MTIA started as a chip purpose-built for ranking and recommendation models, the algorithms that decide what shows up in your feed. MTIA 300, the first generation in production, handles training for those workloads today. It uses a chiplet design (multiple smaller chips packaged together) with dedicated networking built in.

MTIA 400 is where things shift. Meta redesigned it to also run generative AI models, including large language models like Llama. The company claims it delivers "competitive" performance against leading commercial products (read: Nvidia GPUs). The specs back that up on paper: 400% more FP8 compute (a low-precision math format used for AI inference) and 51% more memory bandwidth than the 300.

MTIA 450 and 500, both scheduled for 2027, go all-in on generative AI inference, meaning running trained models at scale rather than training new ones. The 450 doubles memory bandwidth again and adds 6x more compute for ultra-low-precision math (MX4 format). The 500 pushes bandwidth another 50% higher with up to 80% more memory capacity.

From the 300 to the 500, total memory bandwidth grows 4.5x and raw compute jumps 25x.

One New Chip Every Six Months

The real story here is velocity. Meta is shipping a new chip generation roughly every six months. For context, Nvidia's data center GPU cadence is roughly 18-24 months between major generations. Meta can move faster because these are narrower chips - they do not need to be general-purpose GPUs that handle gaming, scientific computing, and AI. They just need to run Meta's models on Meta's infrastructure.

The software side matters too. MTIA plugs into PyTorch natively (Meta's own machine learning framework), supports vLLM (a popular system for serving language models efficiently), and uses Triton for custom operations. That means engineers do not need to rewrite their code to run on MTIA instead of a GPU. Frictionless adoption is the explicit goal.

What This Means for the GPU Market

Meta is one of Nvidia's biggest customers. Every workload Meta moves to MTIA is revenue Nvidia does not get. Google has been doing this with its TPU chips for years, and Amazon has its Trainium and Inferentia lines. Meta joining the custom silicon race at this pace - with chips already deployed at "hundreds of thousands" scale - adds real pressure.

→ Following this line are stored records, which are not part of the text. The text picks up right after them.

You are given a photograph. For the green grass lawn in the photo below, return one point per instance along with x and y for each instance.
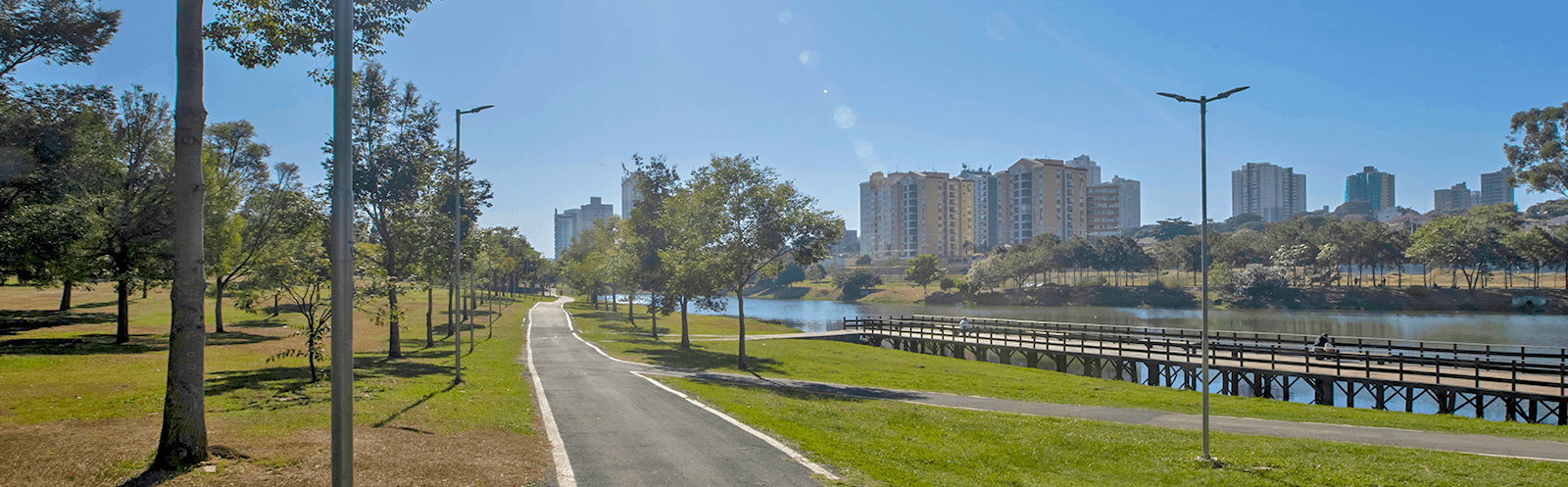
(62, 369)
(896, 444)
(874, 366)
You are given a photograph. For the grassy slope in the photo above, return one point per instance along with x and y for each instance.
(894, 444)
(59, 369)
(874, 366)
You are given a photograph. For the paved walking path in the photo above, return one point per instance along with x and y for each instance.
(615, 428)
(1534, 450)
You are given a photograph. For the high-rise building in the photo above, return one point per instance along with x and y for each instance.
(576, 221)
(1269, 191)
(629, 194)
(1043, 196)
(1494, 188)
(1082, 162)
(1458, 198)
(1372, 186)
(1104, 210)
(909, 214)
(985, 209)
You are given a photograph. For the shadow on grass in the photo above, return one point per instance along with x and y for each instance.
(673, 356)
(412, 406)
(814, 392)
(284, 384)
(16, 321)
(104, 343)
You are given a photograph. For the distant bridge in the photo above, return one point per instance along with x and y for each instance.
(1526, 382)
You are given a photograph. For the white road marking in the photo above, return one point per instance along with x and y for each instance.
(564, 465)
(770, 440)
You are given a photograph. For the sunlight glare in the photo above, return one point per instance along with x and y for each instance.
(844, 117)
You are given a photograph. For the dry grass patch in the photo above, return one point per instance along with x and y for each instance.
(80, 411)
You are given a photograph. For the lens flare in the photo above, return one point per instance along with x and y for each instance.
(844, 117)
(808, 58)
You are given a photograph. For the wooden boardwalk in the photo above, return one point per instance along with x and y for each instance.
(1528, 382)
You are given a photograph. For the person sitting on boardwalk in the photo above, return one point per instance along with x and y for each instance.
(1322, 345)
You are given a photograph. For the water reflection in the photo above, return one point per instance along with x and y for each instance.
(1474, 327)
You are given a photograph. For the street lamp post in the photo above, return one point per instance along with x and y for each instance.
(457, 243)
(1203, 240)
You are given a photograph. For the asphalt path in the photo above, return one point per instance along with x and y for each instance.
(612, 426)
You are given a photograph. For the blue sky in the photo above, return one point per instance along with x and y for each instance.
(1418, 89)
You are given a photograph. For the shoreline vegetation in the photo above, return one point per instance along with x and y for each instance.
(82, 411)
(894, 444)
(1165, 295)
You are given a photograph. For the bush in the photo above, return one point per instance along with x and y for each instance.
(1259, 282)
(855, 282)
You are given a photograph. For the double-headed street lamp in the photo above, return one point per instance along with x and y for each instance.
(457, 243)
(1203, 240)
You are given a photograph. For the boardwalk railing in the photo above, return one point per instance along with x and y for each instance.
(1442, 368)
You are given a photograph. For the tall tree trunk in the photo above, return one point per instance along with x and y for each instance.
(65, 295)
(217, 309)
(122, 312)
(430, 317)
(741, 309)
(394, 340)
(184, 434)
(686, 337)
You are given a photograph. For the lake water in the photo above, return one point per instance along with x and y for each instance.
(1471, 327)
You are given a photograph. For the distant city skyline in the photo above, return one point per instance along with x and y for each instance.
(828, 93)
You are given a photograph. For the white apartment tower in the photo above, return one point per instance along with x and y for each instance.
(1269, 191)
(909, 214)
(1043, 196)
(574, 221)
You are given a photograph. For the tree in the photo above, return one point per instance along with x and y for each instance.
(63, 31)
(749, 221)
(263, 31)
(240, 207)
(854, 284)
(1539, 159)
(184, 436)
(924, 269)
(396, 154)
(127, 202)
(303, 272)
(1173, 227)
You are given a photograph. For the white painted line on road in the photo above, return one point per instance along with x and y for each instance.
(770, 440)
(564, 465)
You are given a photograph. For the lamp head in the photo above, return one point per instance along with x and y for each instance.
(1230, 93)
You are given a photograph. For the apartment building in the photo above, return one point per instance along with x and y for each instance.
(1494, 188)
(1269, 191)
(909, 214)
(985, 207)
(574, 221)
(1458, 198)
(1113, 207)
(1042, 196)
(1372, 186)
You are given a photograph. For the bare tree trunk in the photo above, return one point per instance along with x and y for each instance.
(686, 338)
(182, 440)
(122, 312)
(65, 296)
(394, 340)
(430, 317)
(741, 309)
(217, 309)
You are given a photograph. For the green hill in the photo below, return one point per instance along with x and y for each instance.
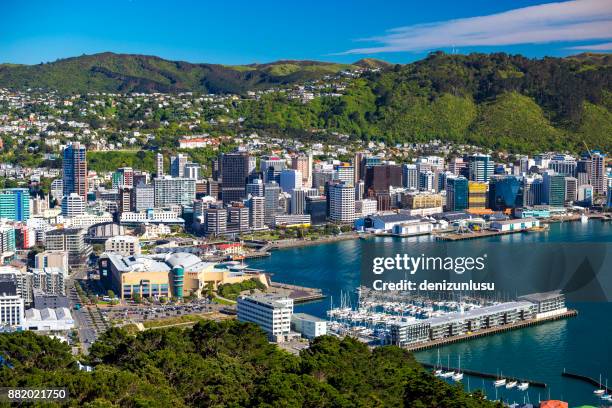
(109, 72)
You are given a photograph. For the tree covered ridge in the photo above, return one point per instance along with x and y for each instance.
(227, 364)
(497, 100)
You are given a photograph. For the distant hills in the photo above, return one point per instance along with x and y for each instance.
(495, 100)
(109, 72)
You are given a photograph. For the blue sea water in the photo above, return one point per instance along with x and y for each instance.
(582, 344)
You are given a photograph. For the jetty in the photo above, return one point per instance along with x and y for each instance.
(488, 332)
(586, 379)
(481, 374)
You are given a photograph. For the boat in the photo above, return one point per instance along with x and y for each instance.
(511, 384)
(458, 376)
(599, 391)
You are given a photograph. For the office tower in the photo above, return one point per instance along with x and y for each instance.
(320, 177)
(359, 166)
(554, 189)
(341, 203)
(381, 177)
(298, 200)
(477, 195)
(426, 180)
(598, 174)
(125, 200)
(75, 170)
(456, 193)
(563, 164)
(271, 168)
(359, 190)
(15, 204)
(177, 165)
(345, 173)
(169, 191)
(290, 179)
(192, 170)
(215, 221)
(271, 194)
(571, 189)
(237, 218)
(71, 240)
(257, 212)
(123, 177)
(143, 197)
(410, 176)
(11, 304)
(159, 165)
(234, 173)
(505, 192)
(303, 164)
(481, 167)
(73, 205)
(255, 188)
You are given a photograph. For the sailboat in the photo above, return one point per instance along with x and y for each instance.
(499, 382)
(599, 391)
(458, 376)
(511, 384)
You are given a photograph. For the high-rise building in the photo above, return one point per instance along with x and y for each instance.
(272, 193)
(341, 203)
(456, 193)
(481, 167)
(169, 191)
(410, 176)
(177, 165)
(554, 189)
(380, 178)
(505, 192)
(598, 173)
(159, 164)
(290, 179)
(234, 174)
(73, 205)
(303, 164)
(15, 204)
(257, 212)
(571, 189)
(75, 170)
(345, 173)
(477, 195)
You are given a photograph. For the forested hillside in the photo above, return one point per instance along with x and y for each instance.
(227, 364)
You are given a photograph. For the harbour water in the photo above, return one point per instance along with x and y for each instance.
(580, 344)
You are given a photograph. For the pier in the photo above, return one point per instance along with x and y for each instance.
(299, 294)
(480, 374)
(586, 379)
(488, 332)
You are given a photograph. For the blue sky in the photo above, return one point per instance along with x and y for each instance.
(246, 31)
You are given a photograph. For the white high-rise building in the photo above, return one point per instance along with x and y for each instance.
(270, 312)
(73, 205)
(341, 203)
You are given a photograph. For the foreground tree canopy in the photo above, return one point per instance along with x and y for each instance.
(228, 364)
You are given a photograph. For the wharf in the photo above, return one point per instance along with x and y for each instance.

But this is not a full GPU replacement. Meta still uses Nvidia hardware extensively for training its largest models. MTIA is focused on inference, which is where the volume is. Training a model happens once; serving it to billions of users happens millions of times per second. That is where custom chips save the most money.

For anyone building on top of Meta's platforms or using Llama models, the practical impact is indirect but real: lower infrastructure costs for Meta means more resources for model development and potentially cheaper API access down the line.